Le Medical Council a octroyé de janvier à ce jour le « provisional registration » à 133 nouveaux diplômés en médecine qui attendent leur tour pour le stage de l’internat dans les hôpitaux. Les dirigeants du MC ne cachent pas leurs inquiétudes quant à l’embauche des nouveaux médecins une fois qu’ils seront sur le marché du travail. L’on apprend qu’une centaine de généralistes comptent faire une demande pour le « registration as specialist »
D’après le registre officiel des médecins il y a un millier de généralistes qui exercent dans le public et dans le privé. Selon les observations du Medical Council (MC), garde-fou de la profession médicale, la liste de généralistes ne tardera pas à franchir la barre de 2 000. Outre la centaine de jeunes qui ont débuté en avril dernier leur internat dans les hôpitaux, il y a une centaine de nouveaux diplômés détenteurs d’un provisional registration en attente pour ce même stage. Par ailleurs, le MC est en présence de douze nouvelles demandes pour le provisional registration. Il y a aussi un millier de Mauriciens qui poursuivent des études dans ce domaine à l’étranger, principalement en Chine et dans les pays de l’Europe de l’Est. Un groupe important de diplômés de Chine rentrera vers 2013. Sans compter que l’Université de Maurice, selon les souhaits du ministre de l’Enseignement supérieur, se lancera elle aussi bientôt dans la formation des médecins.

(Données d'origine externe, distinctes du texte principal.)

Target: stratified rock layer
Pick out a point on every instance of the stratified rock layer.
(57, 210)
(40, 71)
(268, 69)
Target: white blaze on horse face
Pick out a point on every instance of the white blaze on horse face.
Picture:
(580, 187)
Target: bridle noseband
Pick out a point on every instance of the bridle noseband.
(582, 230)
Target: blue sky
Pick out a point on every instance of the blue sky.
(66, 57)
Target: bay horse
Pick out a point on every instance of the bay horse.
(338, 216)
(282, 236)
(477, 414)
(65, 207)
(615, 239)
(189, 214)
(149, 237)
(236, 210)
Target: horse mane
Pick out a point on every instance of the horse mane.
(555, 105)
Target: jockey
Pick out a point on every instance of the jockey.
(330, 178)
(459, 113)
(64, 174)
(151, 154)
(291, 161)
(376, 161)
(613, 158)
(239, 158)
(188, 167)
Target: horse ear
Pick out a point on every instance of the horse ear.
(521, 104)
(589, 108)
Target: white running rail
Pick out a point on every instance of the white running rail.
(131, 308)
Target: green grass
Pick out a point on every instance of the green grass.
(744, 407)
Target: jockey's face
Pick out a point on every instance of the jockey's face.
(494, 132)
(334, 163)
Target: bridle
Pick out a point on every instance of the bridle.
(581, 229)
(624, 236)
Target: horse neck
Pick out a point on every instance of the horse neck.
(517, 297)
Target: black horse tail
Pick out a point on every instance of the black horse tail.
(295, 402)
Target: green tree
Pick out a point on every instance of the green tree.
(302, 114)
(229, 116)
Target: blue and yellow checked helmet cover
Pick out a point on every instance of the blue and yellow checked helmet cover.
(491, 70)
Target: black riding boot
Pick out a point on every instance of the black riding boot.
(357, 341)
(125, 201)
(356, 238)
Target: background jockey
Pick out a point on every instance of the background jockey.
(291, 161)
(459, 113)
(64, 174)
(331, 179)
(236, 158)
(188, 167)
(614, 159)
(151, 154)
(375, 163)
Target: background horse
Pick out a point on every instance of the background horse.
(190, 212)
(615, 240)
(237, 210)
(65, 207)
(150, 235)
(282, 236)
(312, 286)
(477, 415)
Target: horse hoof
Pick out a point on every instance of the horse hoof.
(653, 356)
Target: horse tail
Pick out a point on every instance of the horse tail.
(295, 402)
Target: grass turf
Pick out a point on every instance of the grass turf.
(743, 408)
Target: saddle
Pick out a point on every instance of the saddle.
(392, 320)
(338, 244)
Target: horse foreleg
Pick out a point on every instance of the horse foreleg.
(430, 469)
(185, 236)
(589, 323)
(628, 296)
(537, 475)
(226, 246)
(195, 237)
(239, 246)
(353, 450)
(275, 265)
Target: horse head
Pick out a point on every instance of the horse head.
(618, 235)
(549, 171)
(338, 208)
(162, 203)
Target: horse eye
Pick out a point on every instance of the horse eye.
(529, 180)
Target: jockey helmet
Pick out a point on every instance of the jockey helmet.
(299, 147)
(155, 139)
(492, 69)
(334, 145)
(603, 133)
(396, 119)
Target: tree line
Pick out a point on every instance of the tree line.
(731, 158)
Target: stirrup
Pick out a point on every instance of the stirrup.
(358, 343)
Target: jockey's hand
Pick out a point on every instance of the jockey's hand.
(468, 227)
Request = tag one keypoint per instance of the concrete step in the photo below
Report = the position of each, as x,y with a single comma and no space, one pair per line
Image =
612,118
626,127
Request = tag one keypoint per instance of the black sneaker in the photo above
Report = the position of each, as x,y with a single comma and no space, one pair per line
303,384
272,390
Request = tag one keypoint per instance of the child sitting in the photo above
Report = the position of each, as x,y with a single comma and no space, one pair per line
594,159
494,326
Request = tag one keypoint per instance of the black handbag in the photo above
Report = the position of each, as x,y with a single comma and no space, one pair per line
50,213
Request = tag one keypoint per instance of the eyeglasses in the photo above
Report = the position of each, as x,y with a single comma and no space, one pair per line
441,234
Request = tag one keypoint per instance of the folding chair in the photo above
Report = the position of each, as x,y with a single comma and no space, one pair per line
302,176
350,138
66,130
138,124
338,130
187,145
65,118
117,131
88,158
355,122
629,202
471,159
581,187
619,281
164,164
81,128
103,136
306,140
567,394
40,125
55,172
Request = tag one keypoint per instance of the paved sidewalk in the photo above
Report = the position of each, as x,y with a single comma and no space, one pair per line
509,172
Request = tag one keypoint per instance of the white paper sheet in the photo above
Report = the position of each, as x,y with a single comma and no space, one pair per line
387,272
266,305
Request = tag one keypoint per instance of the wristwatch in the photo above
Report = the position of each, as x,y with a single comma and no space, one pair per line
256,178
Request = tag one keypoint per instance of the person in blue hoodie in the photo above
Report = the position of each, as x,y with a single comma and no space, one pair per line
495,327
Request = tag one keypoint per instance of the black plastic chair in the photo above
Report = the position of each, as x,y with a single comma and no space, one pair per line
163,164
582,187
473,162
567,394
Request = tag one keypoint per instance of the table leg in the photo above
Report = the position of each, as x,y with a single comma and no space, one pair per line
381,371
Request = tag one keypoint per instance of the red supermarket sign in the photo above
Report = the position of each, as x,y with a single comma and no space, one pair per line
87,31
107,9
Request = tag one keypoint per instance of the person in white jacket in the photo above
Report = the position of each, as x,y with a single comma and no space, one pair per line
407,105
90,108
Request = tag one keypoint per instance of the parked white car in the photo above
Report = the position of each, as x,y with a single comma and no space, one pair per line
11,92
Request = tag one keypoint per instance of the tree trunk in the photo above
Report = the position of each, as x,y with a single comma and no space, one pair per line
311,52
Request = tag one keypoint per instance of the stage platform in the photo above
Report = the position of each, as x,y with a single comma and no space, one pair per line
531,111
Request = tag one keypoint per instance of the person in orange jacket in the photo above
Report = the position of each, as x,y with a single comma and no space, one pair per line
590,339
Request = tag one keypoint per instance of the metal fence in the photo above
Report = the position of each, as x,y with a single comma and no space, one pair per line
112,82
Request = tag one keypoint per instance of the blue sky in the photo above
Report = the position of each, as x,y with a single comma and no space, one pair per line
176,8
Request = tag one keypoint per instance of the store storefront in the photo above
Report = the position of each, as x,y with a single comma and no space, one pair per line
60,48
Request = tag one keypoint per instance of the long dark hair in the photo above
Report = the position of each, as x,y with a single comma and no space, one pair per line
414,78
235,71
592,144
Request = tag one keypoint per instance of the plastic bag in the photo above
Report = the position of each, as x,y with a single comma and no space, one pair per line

Dans les milieux de MC et parmi les plus anciens de la profession médicale, l’on craint un surnombre de médecins dans le pays. « D’après les normes internationales, nous sommes déjà avec un nombre suffisant de généralistes. Ki pou fer avek sa kantite dokter-la pou enn ti pei kouma Moris ? », s’inquiètent-ils. Selon ces derniers, la grosse majorité de ces nouveaux diplômés s’attendent à être recrutés dans le service public après leur internat alors que le gouvernement, font-ils remarquer, ne doit un job à personne. Ces médecins de carrière fustigent carrément le Careers Guidance pour leur manque de prévoyance. Le Careers Guidance qui passe d’école en école pour aider les jeunes à faire le bon choix aurait dû tirer, selon eux, la sonnette d’alarme depuis longtemps par rapport à la médecine. « Il faut freiner sinon l’on se retrouvera avec une crise sociale. S’il est vrai qu’un médecin dans la famille fait la fierté de tous, encore faut-il que cette personne puisse gagner sa vie avec son statut de médecin », précise un médecin de l’État.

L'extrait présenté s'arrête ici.